Sadly, there are a few differences of opinion between some members of our family. I doubt that anything I did or said changed the situation but I sure have some insights I didn't have before.

We got back home just before noon this past Friday. I have got a lot to catch up on, but am thankful for safety during the miles of driving (or riding).

It definitely put a 'big dent' in our pocketbook but it was such a blessing for me to have the time with my older brother. It is probably the longest time I have ever spent with him in my whole life. I really feel like I am beginning to know him better than before and I hope it was a blessing for him as well.

I didn't get quite as much time with my sister, but she has stopped by more than once where we live in Virginia, so our times together hasn't been so distant.

I arrived home with several major decisions awaiting my attention. Since it was so close to Sabbath as special praise time with our wonderful Lord I decided to just lay aside such 'mundane' activities as making critical and possibly life changing decisions and focus on our precious God.
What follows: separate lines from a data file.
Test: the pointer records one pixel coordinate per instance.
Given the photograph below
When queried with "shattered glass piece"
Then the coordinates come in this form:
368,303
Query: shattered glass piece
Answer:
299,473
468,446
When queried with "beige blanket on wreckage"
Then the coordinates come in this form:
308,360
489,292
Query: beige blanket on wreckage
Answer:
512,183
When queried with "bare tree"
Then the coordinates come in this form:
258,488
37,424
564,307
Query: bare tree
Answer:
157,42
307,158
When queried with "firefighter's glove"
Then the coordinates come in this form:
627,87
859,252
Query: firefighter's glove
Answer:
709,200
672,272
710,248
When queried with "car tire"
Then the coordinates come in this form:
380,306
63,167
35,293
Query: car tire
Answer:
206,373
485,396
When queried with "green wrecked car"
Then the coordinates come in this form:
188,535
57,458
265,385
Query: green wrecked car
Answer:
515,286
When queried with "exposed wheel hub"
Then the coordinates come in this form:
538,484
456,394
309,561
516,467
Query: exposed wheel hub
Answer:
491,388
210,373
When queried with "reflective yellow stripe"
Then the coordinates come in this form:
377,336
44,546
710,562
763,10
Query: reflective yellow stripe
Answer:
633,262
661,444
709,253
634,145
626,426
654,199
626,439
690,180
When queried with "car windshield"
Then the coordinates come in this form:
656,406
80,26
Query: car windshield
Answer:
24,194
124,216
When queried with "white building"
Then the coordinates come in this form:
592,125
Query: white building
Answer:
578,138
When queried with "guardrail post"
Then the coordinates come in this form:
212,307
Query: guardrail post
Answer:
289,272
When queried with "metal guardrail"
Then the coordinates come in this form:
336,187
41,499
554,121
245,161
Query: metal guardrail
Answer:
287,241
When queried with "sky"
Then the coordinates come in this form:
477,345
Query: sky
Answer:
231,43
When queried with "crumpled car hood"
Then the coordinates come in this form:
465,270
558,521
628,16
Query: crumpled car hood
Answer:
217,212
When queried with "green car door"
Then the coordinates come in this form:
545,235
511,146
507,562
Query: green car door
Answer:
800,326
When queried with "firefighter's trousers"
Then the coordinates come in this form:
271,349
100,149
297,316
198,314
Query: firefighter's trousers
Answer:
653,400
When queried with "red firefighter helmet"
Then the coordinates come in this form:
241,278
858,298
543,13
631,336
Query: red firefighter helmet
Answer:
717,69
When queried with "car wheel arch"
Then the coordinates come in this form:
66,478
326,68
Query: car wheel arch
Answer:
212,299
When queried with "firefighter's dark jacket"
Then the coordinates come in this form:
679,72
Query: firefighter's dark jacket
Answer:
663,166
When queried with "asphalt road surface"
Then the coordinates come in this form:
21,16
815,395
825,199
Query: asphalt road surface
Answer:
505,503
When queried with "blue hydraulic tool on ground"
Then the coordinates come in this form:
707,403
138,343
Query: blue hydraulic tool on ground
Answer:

As I was preparing for church I was talking to the Lord about some things that were on my mind. I was trying to quickly wash my hair but it seemed that almost as fast as the shower was spraying me with water so quickly was the Lord showering me with thoughts and ideas and filling in 'blanks' in relation to a lot of things that have been going on the past few days. That experience was awesome and I thank the Lord for it.

I was not ready for my children's class at church but we did it anyway. I had not had a class for three weeks. (Two weeks the church got closed down because of inclement weather and last week I ended up in Florida.) but the children seemed to enjoy what I did have for them.

God's form of Judgment includes 'revealing' in ways that enable correct decisions to be made.

God has been revealing to me things about me that need changing through many of the experiences of the past few days. I believe He also wants to 'reveal' what He is like as well through all who are willing to let His love flow through them to others in His time and way.

It is getting late so I must go.

May God's kind of peace be in your heart, but not the pieces that are the result of 'any other way' than God's way and will for you.